The second equation applies to Hong Kong, includes several other factors, and runs [Total cases per building] + (Industry Factor/Labour Force Participation) – ln ((Median House Income Factor/1000) * Hospital Beds per 100k (or 453.4) = Vulnerability. Due to the reporting method, Hong Kong reported cases per building in the district, instead of how many cases were within a district, chiefly due to the small size of Hong Kong. The industry factor is a score I established per district, which includes income in HKD by a weighted risk factor. Certain industries, such as tourism, are going to carry more risk due to COVID-19 compared to an essential industry that can thrive in this new normal. The Median House income factor is the income bracket multiplied by a factor that emphasizes how wealthy or low income a district is. Overall hospital beds are counted instead of ICU units as responses proved that hospitals can be turned into effective COVID clinics.

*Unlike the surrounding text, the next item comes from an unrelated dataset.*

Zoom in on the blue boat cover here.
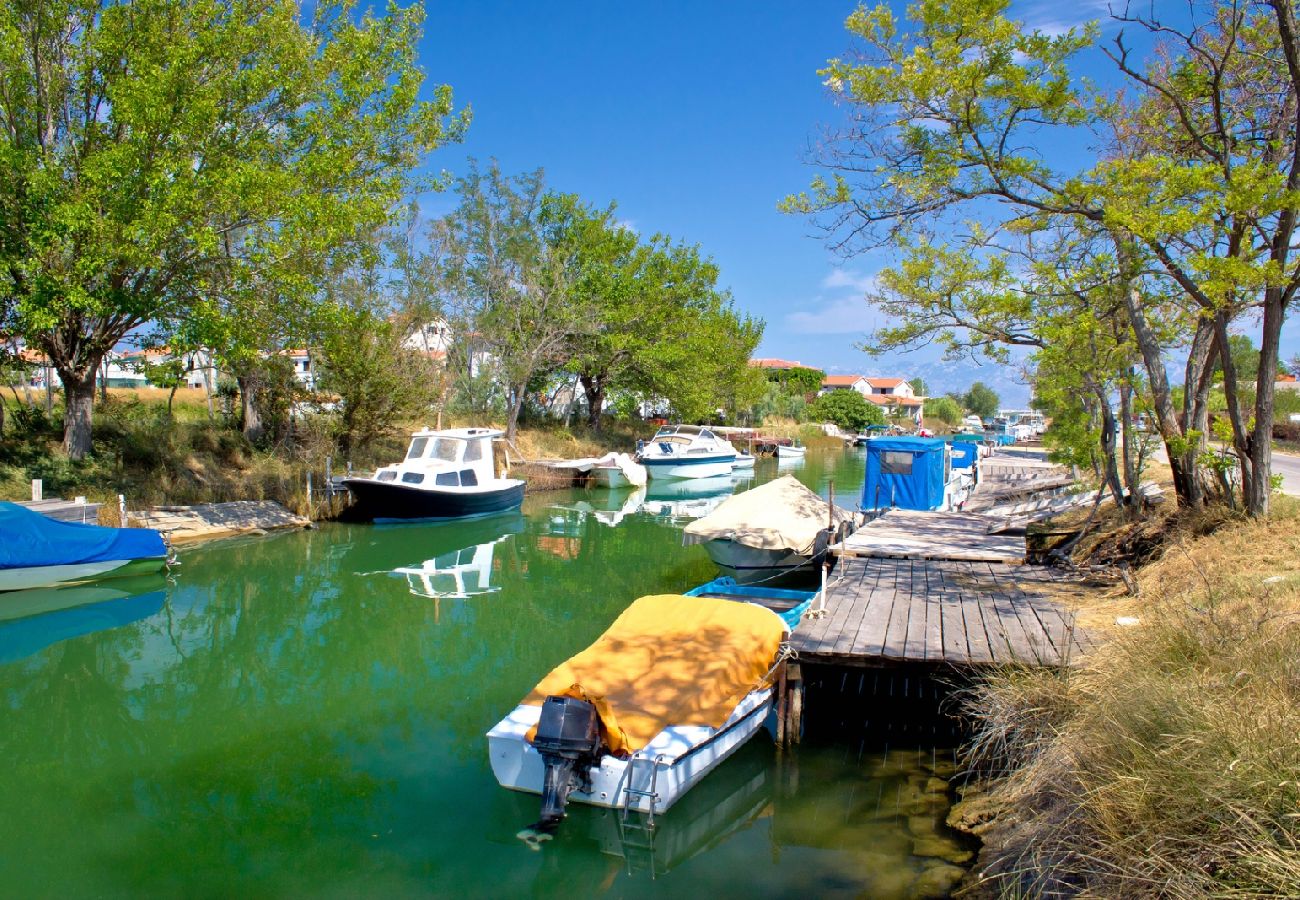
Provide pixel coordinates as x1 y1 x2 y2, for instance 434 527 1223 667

The third equation focuses on the entire United States, less several counties that did not report data in the same manner or simply did not report data. The equation runs that [[(Avg. Capita income) / (Per capita personal income)] + Severe Housing Costs)] + [[(Employees per industry)/(Total Employment) * Industry Factory] + Food Insecurity + Unemployment] – [[(HUD Assistance/Population)/County] + [(TANF/Population)/County] + [(PPP Loans/Businesses)/County] + [(SNAPS Benefits/Population)/County]] = Vulnerability. This reflects both socioeconomic factors that are driving the conditions and then policies that can adapt and assist to recover the economy. This was the most beneficial way to understand how pre-existing conditions were going to affect people while analyzing the effectiveness of policies.

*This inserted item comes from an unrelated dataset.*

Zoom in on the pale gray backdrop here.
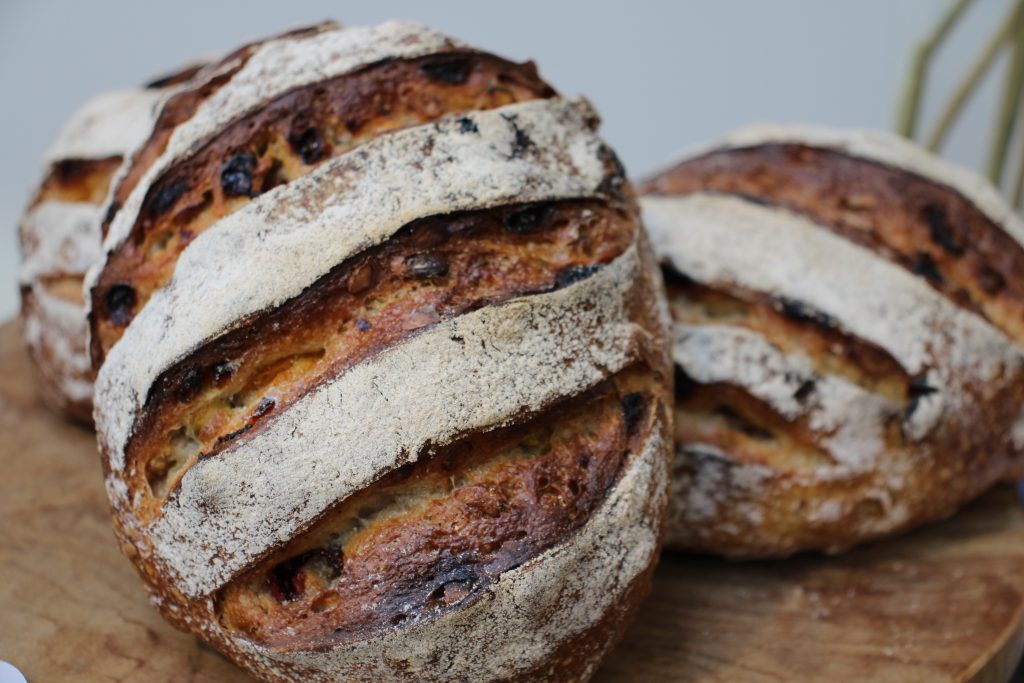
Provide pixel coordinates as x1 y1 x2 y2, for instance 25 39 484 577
0 0 1014 319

Socioeconomics and OSINT are a unique intersection that has not been entirely reviewed or explored before. One of the most compelling parts of this is allowing OSINT research to dive deeper into the human condition and be able to add one of the most compelling parts of a story. There is a wealth of research and ideas to be untapped here, and after reading this article I truly hope this article encourages further research into some economic or socioeconomic areas for application to some level of OSINT research. Understand the theory behind what you are researching, and then dive into the never-ending statistics and analytics available through each nation, waiting to become another layer of modern history.